NVIDIA (NASDAQ:NVDA | NVDA Price Prediction) CEO Jensen Huang walked onto the GTC 2026 stage and dropped a number that stopped the room: purchase orders for the Blackwell and Vera Rubin platforms are expected to hit $1 trillion. That alone would be a headline for any company on earth. But Wolfe Research Senior Analyst Chris Caso thinks the Street is still not thinking big enough.
NVIDIA (NVDA)
“We think that represents more of a floor than a ceiling.”
That is the sharpest analyst read to come out of GTC 2026, and it deserves unpacking.
The Timeline Is the Tell
In October, Nvidia disclosed $500 billion in orders covering 2025 and 2026. The new $1 trillion figure expands that window to cover 2025, 2026, and 2027. Here is what matters most: it is only March 2026. The 2027 order book is nowhere near closed. Hyperscalers, sovereign AI projects, and enterprises are still signing deals. The $1 trillion is what Nvidia can see today, not the final tally.
Caso’s argument is that the $1 trillion figure already provides “pretty healthy upside” to where consensus estimates currently sit for 2027. Sell-side models likely need to move higher, and investors pricing Nvidia off current Street numbers may be anchoring to a figure that is already stale.

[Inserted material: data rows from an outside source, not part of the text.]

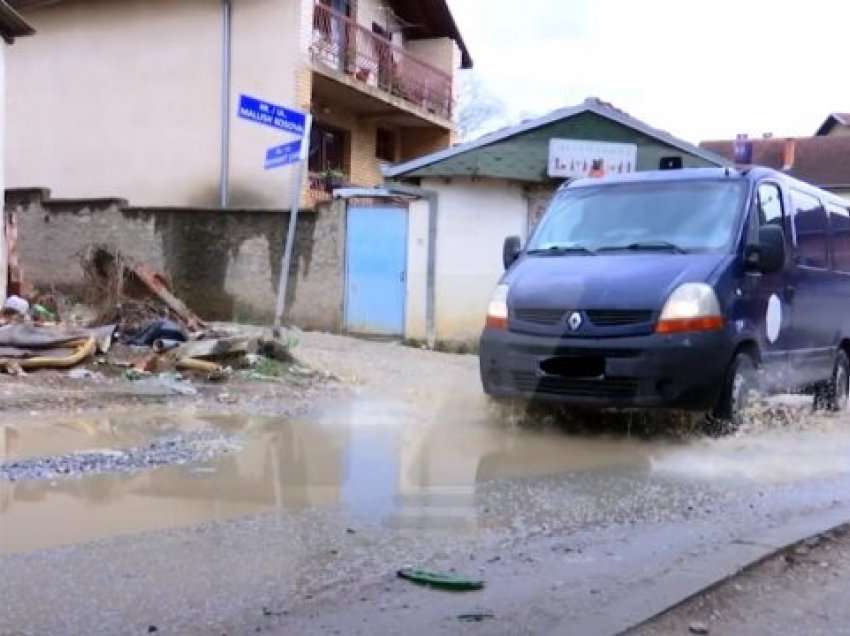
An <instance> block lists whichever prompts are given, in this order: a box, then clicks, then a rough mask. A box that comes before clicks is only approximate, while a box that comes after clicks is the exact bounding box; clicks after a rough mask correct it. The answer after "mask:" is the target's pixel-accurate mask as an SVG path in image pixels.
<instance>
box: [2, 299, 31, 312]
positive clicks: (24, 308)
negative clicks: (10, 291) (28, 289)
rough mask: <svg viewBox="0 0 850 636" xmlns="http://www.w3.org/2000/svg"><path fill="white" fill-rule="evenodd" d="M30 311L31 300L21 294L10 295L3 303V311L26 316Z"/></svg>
mask: <svg viewBox="0 0 850 636" xmlns="http://www.w3.org/2000/svg"><path fill="white" fill-rule="evenodd" d="M29 311H30V304H29V302H28V301H27V300H26V299H24V298H21V297H20V296H9V297H8V298H7V299H6V302H5V303H3V312H4V313H11V314H18V315H21V316H26V315H27V314H28V313H29Z"/></svg>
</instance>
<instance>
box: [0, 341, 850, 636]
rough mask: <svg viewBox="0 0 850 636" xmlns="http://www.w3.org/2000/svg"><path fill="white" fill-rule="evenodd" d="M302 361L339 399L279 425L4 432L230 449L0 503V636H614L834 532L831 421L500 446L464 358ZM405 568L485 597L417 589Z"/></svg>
mask: <svg viewBox="0 0 850 636" xmlns="http://www.w3.org/2000/svg"><path fill="white" fill-rule="evenodd" d="M302 355H303V356H304V357H305V358H307V360H308V361H310V362H313V363H314V364H316V365H317V366H320V367H321V368H326V369H330V370H332V371H334V372H335V373H337V374H338V375H340V376H342V377H344V378H347V379H348V380H349V381H350V382H353V383H354V385H355V388H354V390H352V391H349V390H348V389H344V390H343V389H339V390H337V391H335V392H334V393H333V394H332V395H329V396H328V398H327V399H326V400H324V401H323V402H322V403H320V404H317V405H316V408H315V409H314V411H313V412H312V413H311V414H310V415H309V416H306V417H303V418H300V419H298V420H278V419H276V418H268V417H253V416H251V415H250V414H246V415H245V416H244V417H237V416H232V415H230V416H226V417H225V416H217V415H216V414H209V413H198V412H180V413H172V412H166V413H163V412H162V411H153V410H148V411H128V412H122V413H116V414H114V415H112V414H106V415H103V414H101V415H97V416H87V415H86V414H82V415H79V416H75V417H74V418H64V419H62V418H60V419H59V420H56V421H21V420H20V419H18V420H16V421H14V422H11V421H8V422H7V421H3V420H2V419H0V457H5V458H22V457H33V456H44V455H50V454H57V453H67V452H70V451H81V450H91V449H93V448H95V449H97V448H100V449H104V448H105V449H109V448H127V447H134V446H138V445H139V444H141V443H144V442H146V441H148V440H149V439H150V437H151V436H152V435H155V434H156V435H158V434H161V433H163V432H165V433H169V434H170V433H173V432H174V430H177V431H208V430H217V431H221V432H222V434H223V435H226V436H228V438H230V437H231V436H235V437H238V438H239V439H240V440H241V441H240V446H241V450H240V451H239V452H235V453H229V454H227V455H226V456H223V457H219V458H217V459H213V460H210V461H207V462H203V463H193V464H185V465H177V466H168V467H160V468H157V469H154V470H148V471H141V472H137V473H132V474H105V475H103V474H102V475H96V476H87V477H84V478H81V479H54V480H43V481H38V480H30V481H23V482H15V483H9V482H3V481H0V572H2V576H0V634H2V635H4V636H5V635H6V634H125V633H126V634H145V633H162V634H247V633H257V631H258V630H259V631H260V632H261V633H262V632H265V633H280V634H284V633H286V634H291V633H320V634H321V633H327V634H334V633H341V634H349V633H362V634H376V633H398V632H401V631H403V632H404V633H413V634H416V633H433V632H434V631H439V632H444V633H463V634H466V633H482V634H522V633H528V634H540V633H578V634H584V633H588V634H591V633H593V634H597V633H613V632H616V631H618V630H620V629H623V628H625V627H627V626H628V625H630V624H632V623H633V622H634V621H635V620H636V619H642V618H646V617H647V616H648V614H649V613H651V612H652V610H656V611H657V610H660V609H662V608H663V607H664V604H665V603H666V602H669V601H674V600H678V598H679V596H680V595H681V593H682V590H683V589H687V587H688V585H693V584H695V583H696V582H698V581H699V580H700V578H701V577H705V576H706V575H707V573H711V572H712V571H713V570H717V572H718V573H721V574H722V573H723V572H724V571H725V570H724V569H730V568H731V569H734V565H735V562H736V559H742V558H745V556H746V553H747V550H748V549H750V548H752V547H753V546H754V545H758V544H759V543H760V542H764V543H766V544H769V543H770V542H771V541H774V540H775V538H776V536H778V534H781V533H782V532H783V531H785V530H786V529H788V528H794V527H800V528H804V527H806V524H809V523H813V520H818V519H835V520H836V523H838V522H839V520H844V521H846V520H848V519H850V501H848V499H847V497H846V493H847V492H848V486H850V421H845V419H843V418H841V417H822V416H818V417H811V416H809V415H808V414H807V413H806V411H805V409H797V408H785V409H782V410H780V416H777V415H776V414H772V415H771V416H769V417H768V416H767V415H765V414H761V415H759V417H757V418H756V421H755V422H754V426H753V427H752V429H751V430H749V431H747V432H745V433H744V434H742V435H740V436H737V437H733V438H726V439H721V440H709V439H703V438H692V437H687V436H684V435H682V434H681V431H678V432H677V431H673V432H672V433H666V434H659V433H655V434H652V435H649V436H648V438H639V437H638V436H636V435H629V434H628V431H629V428H628V424H623V423H622V422H618V423H615V424H614V425H610V424H609V425H605V426H603V427H601V428H596V429H593V430H591V431H590V432H587V431H586V430H584V427H576V426H572V427H569V428H567V430H564V428H563V427H561V426H559V425H557V424H556V423H554V422H539V421H535V422H533V423H530V424H529V423H525V424H523V425H521V426H517V425H516V424H515V423H514V422H512V421H506V420H505V418H504V417H501V415H500V414H499V413H498V412H496V411H495V410H494V409H492V408H490V407H489V406H488V404H487V403H486V401H485V400H484V399H483V397H482V396H481V395H480V391H479V387H478V381H477V374H476V365H477V361H476V360H475V358H473V357H468V356H446V355H440V354H431V353H427V352H422V351H417V350H412V349H407V348H403V347H400V346H398V345H392V344H379V343H368V342H360V341H352V340H348V339H345V338H336V337H332V336H323V335H307V336H305V338H304V346H303V351H302ZM580 430H581V431H582V432H578V431H580ZM0 461H3V460H2V459H0ZM405 565H417V566H427V567H434V568H440V569H455V570H456V571H458V572H461V573H468V574H471V575H475V576H481V577H483V578H484V579H485V580H486V581H487V587H486V588H485V590H484V591H481V592H471V593H466V594H447V593H445V592H438V591H435V590H430V589H424V588H419V587H416V586H413V585H411V584H409V583H406V582H404V581H401V580H398V579H397V578H396V577H395V571H396V570H397V569H398V568H400V567H402V566H405ZM730 571H731V570H730ZM470 613H482V614H485V615H488V616H489V615H492V617H488V618H485V619H484V620H483V621H482V622H480V623H466V622H462V621H460V620H458V618H457V617H458V616H459V615H462V614H470ZM152 628H155V630H156V631H151V630H152Z"/></svg>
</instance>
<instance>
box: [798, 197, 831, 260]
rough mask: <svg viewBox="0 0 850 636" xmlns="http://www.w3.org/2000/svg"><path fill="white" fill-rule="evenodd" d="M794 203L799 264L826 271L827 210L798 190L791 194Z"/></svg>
mask: <svg viewBox="0 0 850 636" xmlns="http://www.w3.org/2000/svg"><path fill="white" fill-rule="evenodd" d="M791 200H792V201H793V202H794V230H795V233H796V235H797V254H798V258H799V261H798V262H799V264H800V265H803V266H806V267H817V268H821V269H826V266H827V247H826V231H827V225H826V223H827V222H826V210H824V209H823V206H822V205H821V203H820V201H818V199H817V198H816V197H813V196H812V195H810V194H806V193H804V192H799V191H797V190H795V191H793V192H792V193H791Z"/></svg>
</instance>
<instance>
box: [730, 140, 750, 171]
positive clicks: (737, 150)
mask: <svg viewBox="0 0 850 636" xmlns="http://www.w3.org/2000/svg"><path fill="white" fill-rule="evenodd" d="M732 152H733V154H734V156H735V163H736V164H738V165H747V164H751V163H752V162H753V142H752V141H750V138H749V137H748V136H747V135H746V134H739V135H738V136H737V137H736V138H735V145H734V149H733V151H732Z"/></svg>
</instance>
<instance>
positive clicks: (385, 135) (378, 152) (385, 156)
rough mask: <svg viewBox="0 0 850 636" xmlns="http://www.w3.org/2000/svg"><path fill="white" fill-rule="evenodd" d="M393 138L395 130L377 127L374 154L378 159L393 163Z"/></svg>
mask: <svg viewBox="0 0 850 636" xmlns="http://www.w3.org/2000/svg"><path fill="white" fill-rule="evenodd" d="M395 140H396V135H395V132H393V131H392V130H387V129H386V128H378V132H377V134H376V139H375V156H376V157H377V158H378V159H381V160H382V161H389V162H390V163H395V161H396V153H395V150H396V149H395V146H396V144H395Z"/></svg>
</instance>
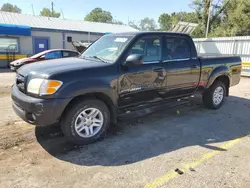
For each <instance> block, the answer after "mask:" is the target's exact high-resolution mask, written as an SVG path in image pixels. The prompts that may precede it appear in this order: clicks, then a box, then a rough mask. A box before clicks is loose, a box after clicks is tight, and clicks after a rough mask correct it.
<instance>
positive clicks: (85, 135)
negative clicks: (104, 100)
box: [61, 99, 110, 144]
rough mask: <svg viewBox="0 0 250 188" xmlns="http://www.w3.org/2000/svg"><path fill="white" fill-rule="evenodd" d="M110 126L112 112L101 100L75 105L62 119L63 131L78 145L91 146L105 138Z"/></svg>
mask: <svg viewBox="0 0 250 188" xmlns="http://www.w3.org/2000/svg"><path fill="white" fill-rule="evenodd" d="M109 124H110V112H109V110H108V108H107V106H106V105H105V104H104V103H103V102H102V101H100V100H97V99H89V100H84V101H81V102H79V103H75V105H73V106H72V107H71V108H70V109H69V110H68V111H66V113H65V114H64V117H63V119H62V125H61V126H62V131H63V133H64V135H65V136H66V138H67V139H68V140H69V141H71V142H73V143H76V144H89V143H92V142H95V141H97V140H99V139H100V138H103V137H104V136H105V133H106V130H107V128H108V126H109Z"/></svg>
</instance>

What the Numbers Already Show
The foundation under this thesis is not speculative. Nvidia just reported Q4 FY2026 revenue of $68.13 billion, up 73.2% year over year, with Data Center revenue of $62.31 billion representing 91% of the total. Data Center Networking alone grew 263% year over year to $10.98 billion, signaling customers are buying the full NVLink stack, not just GPUs. Full-year free cash flow came in at $96.58 billion.
Q1 FY2027 guidance calls for ~$78 billion in revenue, explicitly excluding any Data Center compute revenue from China. The floor Caso describes already has a missing brick, and the building is still going up.
Huang framed demand clearly at GTC: “Enterprise adoption of agents is skyrocketing. Our customers are racing to invest in AI compute.” The partnerships backing that claim are concrete: OpenAI deploying at least 10 gigawatts of Nvidia systems, Anthropic committing to 1 gigawatt, and CoreWeave targeting more than 5 gigawatts of AI factories by 2030.
The Edge AI Counterargument
One question raised during Caso’s interview touched on whether Apple’s M5 chips and the broader shift toward on-device edge inference could reduce demand for centralized GPU compute. Attributing a position to him on that point would not be accurate, as the transcript did not capture his full response. It is a legitimate debate, but hyperscaler capex commitments already on the books suggest the data center build-out is not waiting for that question to resolve.
If Caso is right and $1 trillion is a starting point rather than a finish line, analysts still modeling 2027 off pre-GTC numbers are working with an outdated map. The order book is open, the products are shipping, and the customers are not slowing down.